Let me give a quick example, when my wife was diagnosed with cancer, many people were shocked that something like that would happen to her, for she is such a wonderful, loving, and faith-filled individual.  What is the root of that thought?  Namely that if someone is good, loving and loving of God, that nothing bad can happen to them, which as I said before is the root of thought for the prosperity gospel.  Others were wondering why she would get cancer, and their thoughts were that there might be some secret sin in our lives, or unrepented generational sin, thus blaming the sickness on bad behaviour.  Again, the root of this thought is the same - only good things happen to good people, if bad is happening then you must be bad.  Another time, I had a herniated disk in my neck, the long-term result of a car accident I was in when I was 13, and I had well intentioned friends say that they thought I was suffering because I was "stiff-necked" towards the Lord, meaning my bad behavior was causing my bad situation.  The root of all of this thinking is the same and it is wrong belief about God, and wrong belief about what our relationship with God is really about.  It is based on the lies the enemy spews about God, and it is as old as man (go back to the story of Adam and Eve for the original story of the lies and deception and character assault on God).

When we encounter these type of thoughts in our own mind, we must recognize them for their origination and reject them.  When we encounter them in others, we must love those who speak them, understand they have been taught wrong information, and have grace for them, but at the same time not align ourselves with their beliefs.  I know that all the people who were expressing these thoughts during my wife's cancer, and my neck problems, were actually well intentioned.  They thought that we were unaware of the cause of our sickness and situation and were trying to help us identify the cause.  They loved us, saw our pain and wanted to enable us to get free, which were admirable intentions.  I don't fault them for their wrong beliefs, in the same way that I wouldn't fault someone who was taught wrongly about fractions.  I do, however, have the freedom to not believe the same way as them.  There may well be those who read this and disagree with my thinking, and that is OK, as I am sure I don't have everything figured out, and likely have several areas of wrong belief hidden in my belief system.

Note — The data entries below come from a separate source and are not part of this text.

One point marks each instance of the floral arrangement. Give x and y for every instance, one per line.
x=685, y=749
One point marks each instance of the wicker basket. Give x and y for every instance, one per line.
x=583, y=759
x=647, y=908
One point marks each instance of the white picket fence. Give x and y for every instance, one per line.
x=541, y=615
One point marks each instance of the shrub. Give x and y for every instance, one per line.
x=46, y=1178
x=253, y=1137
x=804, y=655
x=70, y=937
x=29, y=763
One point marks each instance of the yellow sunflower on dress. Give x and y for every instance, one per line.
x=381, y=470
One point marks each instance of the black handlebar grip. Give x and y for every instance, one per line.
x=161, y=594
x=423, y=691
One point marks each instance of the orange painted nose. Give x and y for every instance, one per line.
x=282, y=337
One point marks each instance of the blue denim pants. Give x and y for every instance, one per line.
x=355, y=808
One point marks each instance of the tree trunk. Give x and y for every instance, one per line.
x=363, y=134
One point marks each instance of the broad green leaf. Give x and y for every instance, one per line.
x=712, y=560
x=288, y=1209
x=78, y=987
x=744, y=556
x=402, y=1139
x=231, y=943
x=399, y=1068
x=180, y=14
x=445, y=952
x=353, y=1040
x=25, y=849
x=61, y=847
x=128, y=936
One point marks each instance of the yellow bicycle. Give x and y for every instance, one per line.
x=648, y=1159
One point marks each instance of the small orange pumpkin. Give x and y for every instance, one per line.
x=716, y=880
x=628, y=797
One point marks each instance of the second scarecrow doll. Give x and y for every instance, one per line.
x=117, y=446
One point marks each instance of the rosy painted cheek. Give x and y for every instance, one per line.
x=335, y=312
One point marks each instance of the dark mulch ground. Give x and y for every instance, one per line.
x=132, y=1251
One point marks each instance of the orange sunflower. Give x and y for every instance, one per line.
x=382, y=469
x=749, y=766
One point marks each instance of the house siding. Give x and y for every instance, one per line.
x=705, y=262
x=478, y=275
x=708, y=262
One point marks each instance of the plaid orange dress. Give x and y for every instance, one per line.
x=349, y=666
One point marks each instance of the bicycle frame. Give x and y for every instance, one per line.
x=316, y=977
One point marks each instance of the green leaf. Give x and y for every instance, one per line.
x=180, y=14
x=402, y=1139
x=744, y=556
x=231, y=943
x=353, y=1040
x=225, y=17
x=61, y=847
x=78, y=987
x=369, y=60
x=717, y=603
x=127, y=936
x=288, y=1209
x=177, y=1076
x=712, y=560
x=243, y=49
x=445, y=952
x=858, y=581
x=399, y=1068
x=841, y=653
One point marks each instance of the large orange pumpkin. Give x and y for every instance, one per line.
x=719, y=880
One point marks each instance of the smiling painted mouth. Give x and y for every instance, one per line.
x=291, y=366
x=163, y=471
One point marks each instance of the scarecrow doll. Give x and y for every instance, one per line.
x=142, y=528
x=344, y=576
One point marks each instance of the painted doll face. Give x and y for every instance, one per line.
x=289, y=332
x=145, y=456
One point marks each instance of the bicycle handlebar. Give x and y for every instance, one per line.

For His part, God will continue to show His true character, as He revealed through His Son Jesus (Heb 1: 1-3).  He will reveal Himself correctly in all our lives, for He is more than capable of defending His Name and character.  I just need to continue to reveal the Lord in my life, and share Him with others as I know Him.

He loves me.  He has good plans for me.  He provides for me.  He is compassionate, merciful and gracious to me.  He is slow to anger, and forgiving towards me.  He desires relationship with me.  He guides me.  He speaks to me.  He corrects me, but not with harsh judgment or affliction, but rather with loving counsel and direction.  He helps me to grow and mature.  He gives me awesome gifts.  He is the greatest, most loving individual I know.  He encourages me to grow into the likeness of His Son Jesus, and helps me daily.

For my part, I love God for who He is, and that is enough!